Chili Davis, a three-time All-Star and member of three World Series championship teams during an illustrious 19-year Major League playing career, returns for his second season as the A's hitting coach in 2012.
Davis, 53, oversaw an A's offense that hit 195 home runs in 2012. That was an increase of 81 from the previous season, which was the second biggest turnaround in Athletics history. He served as the Boston Red Sox's Triple-A hitting coach with Pawtucket in 2011.

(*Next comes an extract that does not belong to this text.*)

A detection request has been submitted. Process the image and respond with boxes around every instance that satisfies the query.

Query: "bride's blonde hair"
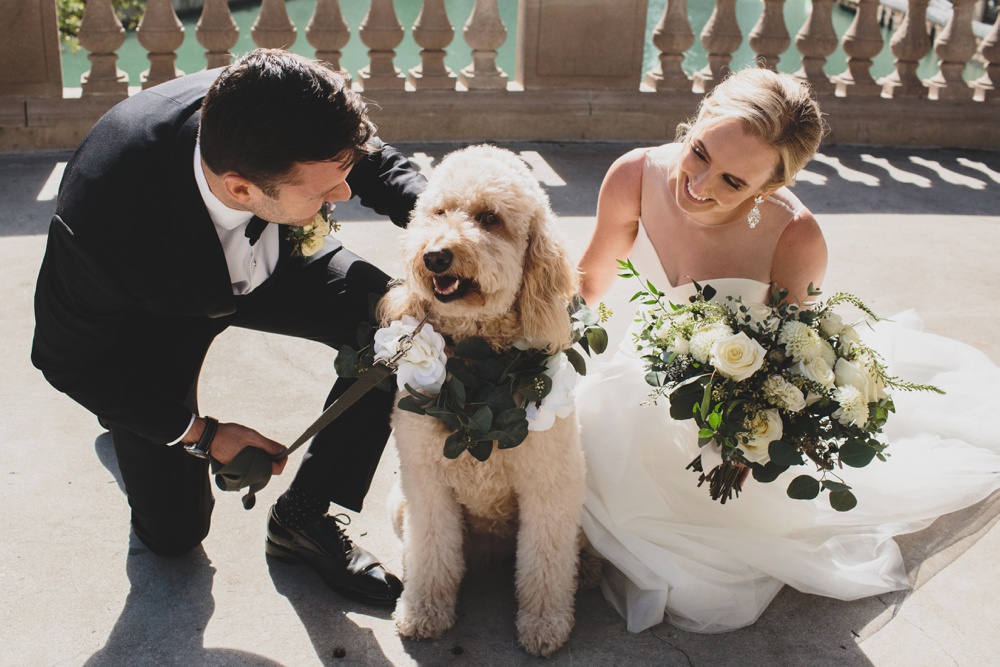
[677,67,827,187]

Originally selected in the 11th round of the 1977 draft by the San Francisco Giants, he became the first Jamaica-born player to play in the majors in 1981. Considered one of the greatest switch-hitters in baseball history, Davis batted .274 with 350 home runs, 1,372 RBI, 1,240 runs scored and a .451 slugging percentage in 2,436 big league games with the Giants (1981-87), California Angels (1988-90, 1993-96), Minnesota Twins (1991-92), Kansas City Royals (1997) and New York Yankees (1998-99).
He finished fourth in the National League Rookie of the Year balloting in 1982 after hitting .261 with 19 homers, 76 RBI and 24 stolen bases for San Francisco. Davis, a native of Kingston, Jamaica and graduate of Dorsey High School in Los Angeles, hit 20 or more home runs in 10 different seasons as an outfielder-designated hitter. He earned All-Star recognition with the Giants in 1984 and 1986, and with the Angels in 1994, and served as Bob Melvin's teammate with San Francisco in 1986-87, including the '87 club that won the NL West division crown.
Davis later played roles on three World Series championship teams-the 1991 Twins, and both the 1998 and 1999 Yankees. He batted .277 with 29 home runs and 93 RBI on that Minnesota title team, while hitting .279 with 30 homers and 90 RBI with Kansas City in 1997. His best RBI season came in 1993 with California, when he drove in 112 runs and hit 27 round-trippers. On the all-time switchhitters list, he continues to rank among the Top 10 leaders in home runs (350, 5th), RBI (1,372, 6th) and walks (1,194, 8th).
After enjoying back-to-back World Series championships with the Yankees, Davis retired after the 1999 season. He entered his coaching career four years later, serving as hitting coach for the Australian National Team in 2003-04. He was hired by the Los Angeles Dodgers as a part-time instructor in the fall instructional league in 2010 before being named Pawtucket's hitting coach last season. Boston's Triple-A affiliate ranked among the International League leaders in on-base percentage (.335, third), runs scored (657, third), home runs (132, fifth) and slugging percentage (.401, sixth) in 2011.